Nel nostro Paese, le famiglie indebitate sono oltre 6 milioni e, di queste, più di tre milioni hanno in corso un mutuo per l’acquisto della prima casa o abitazione principale. Ebbene, secondo uno studio condotto da Censis e Confcooperative, sarebbero addirittura 700.000 i nuclei familiari in ritardo di almeno una rata nei piani di ammortamento e rimborso con le rispettive banche affidanti.

Parliamo di una rilevazione precedente la deliberazione del Consiglio direttivo della BCE del giovedì appena trascorso, e per effetto della quale il tasso di riferimento è stato elevato di ulteriori 25 punti base passando dal 4 al 4,25 per cento, con conseguenze che nei prossimi mesi potrebbero addirittura portare l’importo di una singola rate sopra la soglia d’allarme dei mille euro, tale cioè da fagocitare gran parte di una normale entrata reddituale mensile di una famiglia con mutuo a tasso variabile e non nelle condizioni di legge di passare a un regime di tassi fissi (questi ultimi comunque destinati a salire a propria volta per effetto di variabili dirette e indirette).

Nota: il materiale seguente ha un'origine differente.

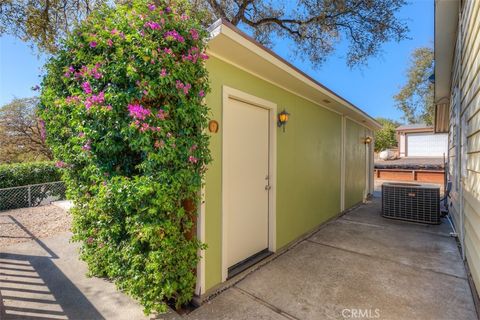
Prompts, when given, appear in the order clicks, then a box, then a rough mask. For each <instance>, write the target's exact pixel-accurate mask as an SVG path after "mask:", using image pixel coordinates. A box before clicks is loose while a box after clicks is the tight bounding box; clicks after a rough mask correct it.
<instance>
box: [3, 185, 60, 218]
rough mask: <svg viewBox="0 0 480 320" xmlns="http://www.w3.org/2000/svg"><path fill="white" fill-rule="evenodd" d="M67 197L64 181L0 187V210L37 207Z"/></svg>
mask: <svg viewBox="0 0 480 320" xmlns="http://www.w3.org/2000/svg"><path fill="white" fill-rule="evenodd" d="M64 199H65V184H64V183H63V182H62V181H57V182H47V183H42V184H31V185H27V186H20V187H12V188H4V189H0V211H2V210H10V209H17V208H26V207H36V206H41V205H46V204H50V203H51V202H52V201H57V200H64Z"/></svg>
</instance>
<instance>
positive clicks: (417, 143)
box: [407, 133, 448, 157]
mask: <svg viewBox="0 0 480 320" xmlns="http://www.w3.org/2000/svg"><path fill="white" fill-rule="evenodd" d="M447 150H448V134H443V133H437V134H433V133H409V134H407V157H443V155H444V154H445V156H447Z"/></svg>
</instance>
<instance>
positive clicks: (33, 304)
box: [0, 216, 105, 320]
mask: <svg viewBox="0 0 480 320" xmlns="http://www.w3.org/2000/svg"><path fill="white" fill-rule="evenodd" d="M9 217H10V219H11V220H12V221H13V222H14V223H16V224H17V225H18V226H19V227H20V228H22V230H23V231H25V232H26V233H27V234H28V235H29V236H30V237H31V238H32V239H33V240H34V241H35V242H36V243H37V244H38V245H39V246H40V247H41V248H43V249H44V250H45V251H46V252H47V253H48V255H49V256H37V255H23V254H14V253H0V319H5V320H13V319H15V320H16V319H25V320H33V319H37V320H46V319H89V320H90V319H91V320H96V319H105V318H104V317H103V316H102V315H101V314H100V313H99V312H98V311H97V309H96V308H95V307H94V306H93V305H92V304H91V303H90V301H89V300H88V299H87V298H86V297H85V295H84V294H83V293H82V292H81V291H80V290H79V289H78V288H77V287H76V286H75V285H74V284H73V283H72V282H71V281H70V279H68V277H67V276H65V274H63V272H62V271H61V270H60V269H59V268H58V267H57V266H56V265H55V263H54V259H58V256H57V255H56V254H55V252H53V251H52V250H51V249H50V248H48V247H47V246H46V245H45V244H44V243H43V242H42V241H41V240H40V239H38V238H37V237H35V236H34V235H33V234H32V233H31V232H30V231H29V230H28V229H27V228H25V226H23V225H22V224H21V223H20V222H19V221H17V220H16V219H15V218H13V217H12V216H9Z"/></svg>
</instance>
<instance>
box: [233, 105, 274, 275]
mask: <svg viewBox="0 0 480 320" xmlns="http://www.w3.org/2000/svg"><path fill="white" fill-rule="evenodd" d="M223 112H224V115H223V139H224V143H223V148H224V159H223V162H224V164H223V174H224V175H225V176H224V178H223V181H224V186H223V192H224V193H225V194H224V201H225V203H224V213H223V215H224V219H226V221H225V222H226V224H225V227H226V230H224V232H226V233H227V234H226V237H225V239H226V242H227V243H225V244H224V245H226V248H225V249H226V250H224V252H225V253H226V262H227V264H228V265H227V267H231V266H232V265H234V264H236V263H238V262H240V261H242V260H245V259H247V258H249V257H251V256H252V255H254V254H256V253H258V252H260V251H262V250H264V249H266V248H268V197H269V186H268V185H269V181H268V178H269V177H268V174H269V112H270V111H269V110H267V109H264V108H261V107H258V106H255V105H252V104H248V103H245V102H241V101H238V100H235V99H231V98H230V99H228V103H227V105H226V106H224V108H223Z"/></svg>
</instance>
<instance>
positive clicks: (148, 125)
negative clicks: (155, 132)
mask: <svg viewBox="0 0 480 320" xmlns="http://www.w3.org/2000/svg"><path fill="white" fill-rule="evenodd" d="M148 129H150V125H149V124H148V123H146V122H144V123H142V125H141V126H140V131H141V132H145V131H147V130H148Z"/></svg>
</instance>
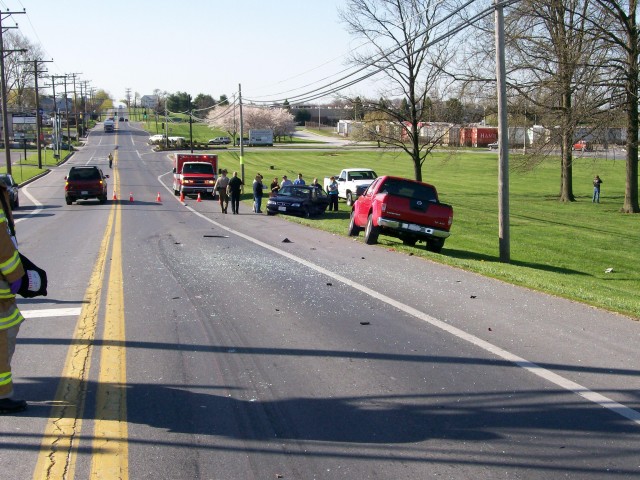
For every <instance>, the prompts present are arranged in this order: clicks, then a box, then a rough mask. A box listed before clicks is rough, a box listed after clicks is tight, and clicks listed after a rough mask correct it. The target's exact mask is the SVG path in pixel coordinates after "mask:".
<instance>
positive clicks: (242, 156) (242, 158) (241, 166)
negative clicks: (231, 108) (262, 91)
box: [238, 84, 245, 183]
mask: <svg viewBox="0 0 640 480" xmlns="http://www.w3.org/2000/svg"><path fill="white" fill-rule="evenodd" d="M238 106H239V108H240V171H241V173H240V175H242V182H243V183H244V181H245V179H244V142H243V139H244V125H243V122H242V85H240V84H238Z"/></svg>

Sebbene la stessa Presidente Lagarde abbia lasciato intendere che a settembre potrebbe anche non scattare l’ottavo aumento consecutivo del costo del denaro, nella medesima dichiarazione è stato altresì tuttavia precisato che nessuna riduzione dei tassi è all’orizzonte, e che la missione prioritaria rimane, per i Banchieri della Eurotower, ricondurre l’inflazione a un tendenziale due per cento.
Il problema è che il livello generale dei prezzi scende assai più lentamente delle previsioni originarie, in particolare per quanto riguarda la componente “core” al netto dei beni energetici, e pertanto la commistione fra tassi crescenti e costo della vita non simmetricamente declinante fa sì che la ricchezza finanziaria delle famiglie italiane – in totale ammontante a 15.000 miliardi fra beni immobili, valori mobiliari e liquidità – si sia svalutata di quasi 700 miliardi di euro, mentre i redditi nominali correnti hanno subito un decremento di 100 miliardi nel proprio potere d’acquisto.

A fare da sfondo a questo scenario non più controllabile dal singolo Governo nazionale, permane una situazione diffusa di contrattazione collettiva di lavoro scaduta, non rinnovata o “in prorogatio” che riguarda il 57 per cento dei CCNL del settore privato, per un totale di più di 7 milioni e 700.000 dipendenti con retribuzioni non più adeguate né aggiornate a livelli di carovita destinati a permanere agli attuali valori per un tempo tutt’altro che breve.

Poiché il Governo Meloni ha ribadito la propria contrarietà di principio al salario minimo, vedendo in esso il rischio di un allargamento delle sacche di economia lavorativa sommersa o irregolare, la Ministra del welfare Marina Calderone ha indicato la soluzione alternativa in un mix di riduzione prorogata del cuneo fiscale, detassazione degli aumenti salariali derivanti dai rinnovi dei CCNL ed estensione dell’efficacia erga omnes di questi ultimi alle categorie di lavoratori poveri e precari che a parità di mansione non godono di tale copertura.

Intendimento pure condivisibile, se non fosse che prolungare al 2024 gli attuali sconti contributivi sulle buste paga più basse, e introdurre il meccanismo della defiscalizzazione per le differenze retributive in aumento – a seguito della rideterminazione della contrattazione collettiva -, significa individuare fin dalla prossima nota di aggiornamento al documento di economia e finanza, e quindi dalla prossima legge di stabilità e di bilancio, risorse annue specifiche per almeno 12 miliardi, solo in parte recuperabili dalla parziale cancellazione del reddito di cittadinanza.

Interrogativi, quelli sulle coperture mancanti, che del resto non sembrano trovare risposte concrete nelle attuali discussioni che orbitano intorno al disegno di legge delega sul riordino del sistema tributario, benché qualche primo accenno in tal senso potrebbe provenire dalla revisione degli scaglioni di reddito e delle corrispondenti aliquote Irpef concentrando i benefici della redistribuzione del carico fiscale, da un lato, sulle fasce di trattamento retributivo (e pensionistico) più depauperate dall’inflazione e, dall’altro, sulle mensilità aggiuntive e sulla differenza in aumento di salari e stipendi dovuta appunto ai rinnovi dei CCNL: quella che dovrebbe essere la cosiddetta flat tax incrementale.